Luckily, CUSD doesn’t have as far to go as some districts to meet the new requirements. In recent years, the district has made great strides towards providing a healthier menu. When Mr. Cota came on board in 2009, virtually 100 percent of foods served in Claremont cafeterias were processed. Since then, he and his crew have eliminated 70 percent of processed foods.

Mr. Cota will also continue his tradition of providing local produce like apples from Yucaipa orchards and contracting with local eateries to create healthy foods that complement the CUSD menu. Round Table will regularly provide pizza, complete with whole-wheat crust, and Peter’s El Loco will grill up made-to-order tacos.

The district’s fresh and local approach is above and beyond federal requirements, but Mr. Cota feels that CUSD kids deserve it.

“We feel better about serving them organically locally grown produce as opposed to something in a can that, God knows where it came from,” he said.

Still, Mr. Cota admits the new standards pose a challenge.

“The decrease of sodium is the biggest adversary of flavor for us,” he said. “There’s a certain amount of sodium in the food we eat everywhere, and now it’s been cut by 80 percent in school meals. It really impacts the flavor profile for anything. It’s been kind of tricky trying to figure out what we can add to food to give it more zip without giving it more sodium.”

The changes are also unfunded, as is the case with so many educational measures.

“We’re required to give more and more food and more choices, but unfortunately we’re not being compensated,” he said.

As a result, Claremont school board members were expected to vote Thursday on an across-the-board 50-cent hike on the price of school lunches at their gathering this Thursday.
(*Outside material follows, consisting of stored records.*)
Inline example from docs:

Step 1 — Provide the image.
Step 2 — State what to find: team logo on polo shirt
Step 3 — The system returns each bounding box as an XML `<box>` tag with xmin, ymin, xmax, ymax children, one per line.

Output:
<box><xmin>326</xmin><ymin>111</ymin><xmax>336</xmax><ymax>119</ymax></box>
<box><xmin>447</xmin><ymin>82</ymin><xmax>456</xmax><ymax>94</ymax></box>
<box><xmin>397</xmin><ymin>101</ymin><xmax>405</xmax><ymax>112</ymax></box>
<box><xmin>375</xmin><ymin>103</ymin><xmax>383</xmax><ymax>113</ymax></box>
Previously, CUSD elementary school students paid $2.50 for their meals, El Roble kids paid $2.75, and high school kids paid $3. A similar uptick in meal prices is taking place across the country.

Your family may well qualify for the free or reduced National School Lunch program. The district’s 13th annual Food Tasting Faire is set for Wednesday, August 13 from 9 a.m. to noon at El Roble Intermediate School. Everyone in the CUSD community is welcome to come and taste new items that, if they prove popular enough, will make their way onto school menus this year.

It is also, Mr. Cota noted, a great opportunity for parents to fill out paperwork applying for help with school meal costs. An application may be found on the CUSD website (www.cusd.claremont.edu) by clicking on the Nutrition Services link under the Department tab.